In Wold's conceptual design, this is where you'll find the Emergency and Acute Care wings, as well as the expanded laboratory and imaging departments. For blogging purposes, it's probably a better read when broken down further into those three sections, so let's start with Emergency, which can be found in the reddish tones.
Going back to the exterior conceptual, you'll see that there will be a drive-thru canopy to keep emergency patients and EMT's out of the elements. From that covered entrance, patients will enter to see Support areas on the left and right. Now would be a good time to explain these areas, as they appear throughout the concept designs.
These dedicated spots labeled 'Support' are merely placeholders, as Wold's Josh Ripplinger explained during the Feasibility Update presentation. When design gets past the concept phase, those support areas will be fleshed out to include offices, restrooms, storage, etc... Everything required to serve that wing, in addition to the dedicated rooms, will fall into the support areas. And again, this is a conceptual design, so some or all of these labels are fluid at the moment, so please don't fall in love with the potential layout just yet.
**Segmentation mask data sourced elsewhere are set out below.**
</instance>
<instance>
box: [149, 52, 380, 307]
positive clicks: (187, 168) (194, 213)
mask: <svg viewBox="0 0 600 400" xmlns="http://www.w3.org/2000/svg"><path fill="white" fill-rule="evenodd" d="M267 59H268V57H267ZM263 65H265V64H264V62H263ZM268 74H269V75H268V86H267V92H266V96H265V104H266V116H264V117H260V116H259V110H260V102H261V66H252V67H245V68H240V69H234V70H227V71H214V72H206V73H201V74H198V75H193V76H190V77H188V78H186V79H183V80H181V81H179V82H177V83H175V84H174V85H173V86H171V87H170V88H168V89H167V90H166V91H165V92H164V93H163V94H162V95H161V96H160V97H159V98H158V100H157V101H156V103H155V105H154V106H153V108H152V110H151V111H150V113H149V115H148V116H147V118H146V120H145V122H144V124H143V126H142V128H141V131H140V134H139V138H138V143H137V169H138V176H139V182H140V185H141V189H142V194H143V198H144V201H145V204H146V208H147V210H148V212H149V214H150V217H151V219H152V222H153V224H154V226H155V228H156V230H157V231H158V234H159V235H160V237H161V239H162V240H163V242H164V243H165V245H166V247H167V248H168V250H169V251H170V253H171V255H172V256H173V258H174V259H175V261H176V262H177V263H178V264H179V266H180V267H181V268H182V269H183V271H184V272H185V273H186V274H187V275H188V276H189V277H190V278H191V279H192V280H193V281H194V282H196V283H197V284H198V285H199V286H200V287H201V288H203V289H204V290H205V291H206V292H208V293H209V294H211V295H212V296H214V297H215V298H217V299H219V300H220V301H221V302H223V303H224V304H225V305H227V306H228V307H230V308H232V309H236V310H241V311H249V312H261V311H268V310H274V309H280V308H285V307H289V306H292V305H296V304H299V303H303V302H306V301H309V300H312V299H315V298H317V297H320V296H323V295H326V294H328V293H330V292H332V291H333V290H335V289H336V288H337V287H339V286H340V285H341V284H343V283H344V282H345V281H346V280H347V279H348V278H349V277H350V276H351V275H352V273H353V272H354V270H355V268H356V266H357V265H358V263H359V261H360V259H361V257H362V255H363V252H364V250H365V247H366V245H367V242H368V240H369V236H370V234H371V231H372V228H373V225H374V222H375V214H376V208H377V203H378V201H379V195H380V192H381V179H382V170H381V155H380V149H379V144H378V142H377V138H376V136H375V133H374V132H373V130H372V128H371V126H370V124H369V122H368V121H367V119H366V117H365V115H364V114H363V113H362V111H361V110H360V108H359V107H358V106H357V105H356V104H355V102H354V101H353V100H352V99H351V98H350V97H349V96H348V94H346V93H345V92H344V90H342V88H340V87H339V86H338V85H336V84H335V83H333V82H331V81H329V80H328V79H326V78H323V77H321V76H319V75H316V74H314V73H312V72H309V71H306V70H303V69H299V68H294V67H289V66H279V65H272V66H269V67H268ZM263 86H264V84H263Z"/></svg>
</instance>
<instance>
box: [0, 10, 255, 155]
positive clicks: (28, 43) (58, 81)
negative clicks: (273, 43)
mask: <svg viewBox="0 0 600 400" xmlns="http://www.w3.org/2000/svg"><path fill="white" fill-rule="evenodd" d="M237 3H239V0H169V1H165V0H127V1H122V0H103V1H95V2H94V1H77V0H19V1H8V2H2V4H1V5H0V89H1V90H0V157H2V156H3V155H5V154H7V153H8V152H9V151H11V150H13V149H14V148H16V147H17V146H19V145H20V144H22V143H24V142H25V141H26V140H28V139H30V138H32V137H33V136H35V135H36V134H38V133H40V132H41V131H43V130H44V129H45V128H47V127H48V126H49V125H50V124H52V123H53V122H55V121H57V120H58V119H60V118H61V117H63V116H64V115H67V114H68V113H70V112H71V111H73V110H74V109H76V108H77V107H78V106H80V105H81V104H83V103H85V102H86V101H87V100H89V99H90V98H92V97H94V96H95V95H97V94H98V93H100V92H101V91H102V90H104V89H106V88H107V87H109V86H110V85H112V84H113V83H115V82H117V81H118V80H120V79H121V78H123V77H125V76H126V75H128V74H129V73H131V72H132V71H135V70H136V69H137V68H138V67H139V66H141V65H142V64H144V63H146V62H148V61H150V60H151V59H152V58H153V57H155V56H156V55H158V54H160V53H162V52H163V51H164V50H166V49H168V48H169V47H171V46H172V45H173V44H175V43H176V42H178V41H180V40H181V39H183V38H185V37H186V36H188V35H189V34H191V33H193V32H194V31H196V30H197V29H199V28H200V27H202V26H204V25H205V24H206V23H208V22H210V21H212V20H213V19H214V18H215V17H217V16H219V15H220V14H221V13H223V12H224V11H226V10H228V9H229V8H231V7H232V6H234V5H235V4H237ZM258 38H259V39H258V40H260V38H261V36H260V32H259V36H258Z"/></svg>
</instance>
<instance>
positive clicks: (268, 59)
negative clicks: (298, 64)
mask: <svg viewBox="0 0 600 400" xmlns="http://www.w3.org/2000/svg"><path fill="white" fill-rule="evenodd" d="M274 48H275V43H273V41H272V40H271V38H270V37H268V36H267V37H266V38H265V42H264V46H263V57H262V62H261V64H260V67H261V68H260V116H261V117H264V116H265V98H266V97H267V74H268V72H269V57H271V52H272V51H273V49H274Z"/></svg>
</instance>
As you walk by the support areas towards the central Nurses Station, you'll see a Trauma room on the left and a pair of Treatment rooms on the right. The Trauma room will function like WMC's current ER, flexing to fit two patients if necessary. The main difference is that those patients who do not qualify as trauma patients, those just needing quick monitoring or treatment, can be directed to one of two private Treatment rooms. This layout would easily accommodate up to four patients will little flexing, whereas three patients are a tough fit given the current ER layout. Those Treatment rooms could also be flexed for other out-patient uses, such as infusion. All of this flexing keeps the square footage and price down.
You can tell from the conceptual that this was designed from the Nurses Station out. Lines of sight down all patient hallways, including the Long Term Care wing to the north, are shown with the red arrows. This maximizes effectiveness of WMC's current staffing model to better serve all patients.
One room that is not pictured yet is a dedicated EMT room. There will definitely be a room for our EMT crew in the building, Wold and SEARHC have assured us of that. Where it'll be located is still up in the air. Perhaps somewhere in one of the support areas in the image above, or in a support space adjacent to the Nurses Station, which would allow for successful hand-off of the patient and charting. Wherever it ends up, it was made clear to Wold that Wrangell really values our EMT's and they should have their own spot in the hospital to better serve us, and Wold listened.
So there's the first look at the Emergency wing conceptual floorplan. It's nowhere near a finished product, but you can see that Wold has done the legwork to give us more dedicated areas with flex capabilities, nurses within close proximity of the patients, and dedicated room for our EMT's. In the next blog entry, we'll zoom in on the Acute Care wing. Thanks for reading.